Orr v. State, 20 Ill. Ct. Cl. 20 (1950)

July 7, 1950 · Illinois Court of Claims · No. 4210
20 Ill. Ct. Cl. 20

(No. 4210

David Orr, Claimant, vs. State of Illinois, Respondent.

Opinion filed July 7, 1950.

Bartley and Karber, Attorneys for Claimant.

Ivan A. Elliott, Attorney General; C. Arthur Nebel, Assistant Attorney General, for Respondent.

Delaney, J.

The claimant, David Orr, was on September 30,1947, an employee of the respondent in the Division of High*21ways, Department of Public Works and Buildings. On that day, while loading a drum of oil onto a truck, in the course of his employment for the respondent, his foot slipped into a depression, causing the bulk of the weight of the oil drum to fall upon the claimant. He immediately felt a burning sensation in his left groin, and a few days later a lump appeared. Claimant was later examined by Dr. John S. Lewis, who found him to be suffering from a left inguinal hernia. On May 26, 1948, claimant entered the Holden Hospital, Carbondale, Illinois, and the hernia condition was repaired by Dr. Lewis. Claimant was discharged from the hospital June 8,1948, and was declared by Dr. Lewis to be able to work on July 6,1948.

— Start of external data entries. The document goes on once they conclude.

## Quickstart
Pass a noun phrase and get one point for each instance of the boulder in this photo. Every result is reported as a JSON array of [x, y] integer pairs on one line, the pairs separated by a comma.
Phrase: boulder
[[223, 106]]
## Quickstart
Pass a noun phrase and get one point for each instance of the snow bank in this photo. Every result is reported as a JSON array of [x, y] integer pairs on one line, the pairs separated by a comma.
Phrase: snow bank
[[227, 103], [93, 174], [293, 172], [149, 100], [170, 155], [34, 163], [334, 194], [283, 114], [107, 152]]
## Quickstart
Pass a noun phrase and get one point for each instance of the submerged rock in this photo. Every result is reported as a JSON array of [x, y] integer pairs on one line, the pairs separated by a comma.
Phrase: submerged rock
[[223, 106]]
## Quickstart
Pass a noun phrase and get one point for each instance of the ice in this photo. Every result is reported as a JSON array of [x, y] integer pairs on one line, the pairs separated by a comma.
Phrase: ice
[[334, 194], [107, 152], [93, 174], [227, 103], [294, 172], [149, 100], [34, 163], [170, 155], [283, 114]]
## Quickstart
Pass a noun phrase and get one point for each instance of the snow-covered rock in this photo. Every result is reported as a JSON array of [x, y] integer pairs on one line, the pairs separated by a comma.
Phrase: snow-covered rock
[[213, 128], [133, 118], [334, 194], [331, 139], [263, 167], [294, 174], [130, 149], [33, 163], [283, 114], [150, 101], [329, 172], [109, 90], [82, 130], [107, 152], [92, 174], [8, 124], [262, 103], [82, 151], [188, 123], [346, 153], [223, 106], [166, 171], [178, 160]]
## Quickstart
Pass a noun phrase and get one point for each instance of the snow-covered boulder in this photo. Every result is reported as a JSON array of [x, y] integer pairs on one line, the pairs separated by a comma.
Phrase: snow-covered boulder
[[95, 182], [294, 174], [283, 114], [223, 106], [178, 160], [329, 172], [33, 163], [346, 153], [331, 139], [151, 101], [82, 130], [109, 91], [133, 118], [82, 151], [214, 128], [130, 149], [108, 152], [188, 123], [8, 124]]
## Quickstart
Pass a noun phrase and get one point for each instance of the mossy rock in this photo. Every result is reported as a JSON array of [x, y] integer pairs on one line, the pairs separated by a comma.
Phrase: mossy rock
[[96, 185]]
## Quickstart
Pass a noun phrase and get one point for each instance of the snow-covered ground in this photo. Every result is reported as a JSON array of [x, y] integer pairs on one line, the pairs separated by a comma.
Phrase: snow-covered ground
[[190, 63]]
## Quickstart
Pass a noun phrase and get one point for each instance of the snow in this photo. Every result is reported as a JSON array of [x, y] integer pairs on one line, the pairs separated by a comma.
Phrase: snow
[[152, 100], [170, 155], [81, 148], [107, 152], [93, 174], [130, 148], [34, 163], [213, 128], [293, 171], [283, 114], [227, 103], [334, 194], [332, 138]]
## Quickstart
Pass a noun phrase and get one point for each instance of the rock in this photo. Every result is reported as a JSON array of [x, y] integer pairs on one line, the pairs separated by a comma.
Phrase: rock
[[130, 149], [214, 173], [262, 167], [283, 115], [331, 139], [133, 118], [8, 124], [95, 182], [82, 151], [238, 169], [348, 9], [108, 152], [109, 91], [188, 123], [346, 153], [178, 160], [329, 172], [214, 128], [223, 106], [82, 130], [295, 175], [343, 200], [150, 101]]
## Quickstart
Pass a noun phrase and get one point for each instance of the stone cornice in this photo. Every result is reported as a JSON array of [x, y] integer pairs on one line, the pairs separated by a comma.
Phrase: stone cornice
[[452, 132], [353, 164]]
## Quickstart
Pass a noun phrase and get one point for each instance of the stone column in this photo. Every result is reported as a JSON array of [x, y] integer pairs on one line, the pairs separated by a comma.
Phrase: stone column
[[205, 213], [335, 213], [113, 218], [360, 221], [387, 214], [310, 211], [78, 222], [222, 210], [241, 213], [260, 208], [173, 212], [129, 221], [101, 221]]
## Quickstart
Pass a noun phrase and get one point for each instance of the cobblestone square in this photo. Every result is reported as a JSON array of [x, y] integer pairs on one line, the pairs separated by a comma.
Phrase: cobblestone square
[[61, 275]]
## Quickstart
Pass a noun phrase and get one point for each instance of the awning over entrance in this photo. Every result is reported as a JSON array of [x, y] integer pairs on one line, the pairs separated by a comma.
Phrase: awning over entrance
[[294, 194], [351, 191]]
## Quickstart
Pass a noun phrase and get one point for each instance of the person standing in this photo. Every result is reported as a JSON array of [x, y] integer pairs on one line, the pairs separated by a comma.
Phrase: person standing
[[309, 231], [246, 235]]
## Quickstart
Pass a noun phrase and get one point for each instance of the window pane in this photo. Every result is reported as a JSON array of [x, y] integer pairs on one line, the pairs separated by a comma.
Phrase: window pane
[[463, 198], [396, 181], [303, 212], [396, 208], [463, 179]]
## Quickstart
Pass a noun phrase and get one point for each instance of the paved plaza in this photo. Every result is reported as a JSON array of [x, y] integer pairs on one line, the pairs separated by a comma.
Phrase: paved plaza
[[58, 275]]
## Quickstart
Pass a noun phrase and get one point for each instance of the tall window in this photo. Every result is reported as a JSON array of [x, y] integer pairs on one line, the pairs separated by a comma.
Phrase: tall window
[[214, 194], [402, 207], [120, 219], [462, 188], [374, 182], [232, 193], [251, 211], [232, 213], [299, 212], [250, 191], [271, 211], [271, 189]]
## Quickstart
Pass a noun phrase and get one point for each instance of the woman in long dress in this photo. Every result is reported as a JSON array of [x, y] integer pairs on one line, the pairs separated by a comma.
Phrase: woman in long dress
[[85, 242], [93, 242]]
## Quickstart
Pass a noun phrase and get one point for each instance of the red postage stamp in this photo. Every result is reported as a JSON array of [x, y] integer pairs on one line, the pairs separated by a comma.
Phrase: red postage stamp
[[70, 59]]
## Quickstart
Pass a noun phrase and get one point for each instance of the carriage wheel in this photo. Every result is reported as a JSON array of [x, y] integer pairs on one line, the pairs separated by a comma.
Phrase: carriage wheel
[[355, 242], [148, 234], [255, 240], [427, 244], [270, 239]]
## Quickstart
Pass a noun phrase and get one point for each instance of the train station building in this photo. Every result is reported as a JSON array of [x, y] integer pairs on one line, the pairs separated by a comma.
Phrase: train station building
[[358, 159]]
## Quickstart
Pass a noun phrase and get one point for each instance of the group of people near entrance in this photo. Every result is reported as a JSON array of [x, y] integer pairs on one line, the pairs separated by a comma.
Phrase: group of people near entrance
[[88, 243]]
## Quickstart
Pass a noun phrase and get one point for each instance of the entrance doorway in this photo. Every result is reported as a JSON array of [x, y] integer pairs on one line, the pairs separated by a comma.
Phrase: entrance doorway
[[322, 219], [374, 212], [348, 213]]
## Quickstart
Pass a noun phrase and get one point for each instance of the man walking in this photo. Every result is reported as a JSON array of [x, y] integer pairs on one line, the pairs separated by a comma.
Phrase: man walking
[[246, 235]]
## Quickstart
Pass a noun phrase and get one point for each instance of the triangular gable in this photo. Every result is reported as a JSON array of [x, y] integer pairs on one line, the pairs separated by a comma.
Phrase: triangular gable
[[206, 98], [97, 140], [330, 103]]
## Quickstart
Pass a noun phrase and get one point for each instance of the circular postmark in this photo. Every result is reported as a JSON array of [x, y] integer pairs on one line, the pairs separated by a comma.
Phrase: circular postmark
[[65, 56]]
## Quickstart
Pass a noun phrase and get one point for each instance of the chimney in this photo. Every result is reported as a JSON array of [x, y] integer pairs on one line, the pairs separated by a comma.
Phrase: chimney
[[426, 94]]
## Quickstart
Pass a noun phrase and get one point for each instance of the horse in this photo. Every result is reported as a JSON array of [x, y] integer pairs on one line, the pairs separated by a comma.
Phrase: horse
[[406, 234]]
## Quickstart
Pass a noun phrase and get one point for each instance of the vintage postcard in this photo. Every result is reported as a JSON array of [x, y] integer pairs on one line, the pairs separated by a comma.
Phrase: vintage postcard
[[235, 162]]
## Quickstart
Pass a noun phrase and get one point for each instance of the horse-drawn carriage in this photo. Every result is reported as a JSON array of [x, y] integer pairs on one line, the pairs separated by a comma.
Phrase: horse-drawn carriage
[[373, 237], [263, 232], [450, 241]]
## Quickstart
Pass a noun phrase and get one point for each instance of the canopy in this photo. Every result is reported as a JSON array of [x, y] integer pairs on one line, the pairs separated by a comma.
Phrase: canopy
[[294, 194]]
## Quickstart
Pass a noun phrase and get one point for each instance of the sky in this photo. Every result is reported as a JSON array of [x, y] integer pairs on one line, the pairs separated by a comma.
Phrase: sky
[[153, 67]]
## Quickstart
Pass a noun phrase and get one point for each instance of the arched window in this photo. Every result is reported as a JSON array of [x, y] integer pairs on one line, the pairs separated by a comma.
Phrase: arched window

The claimant at the time of the injury had no children under the age of sixteen years. He was totally disabled from May 25, 1948 to June 3, 1948, inclusive. He was paid full salary from May 25, 1948 to June 3, 1948, and compensation at the rate of $19.50 per week from June "4, 1948 to July 5, 1948, inclusive. Claimant’s earnings in the year preceding his injury totalled $2,613.00.

The record- consists of the complaint, motion of respondent to dismiss, notice to call up motion to dismiss, withdrawal of Clyde L. Flynn, Jr., as counsel, entry of appearance of Messrs. Bartley and Karber, amended complaint, departmental report and transcript of evidence.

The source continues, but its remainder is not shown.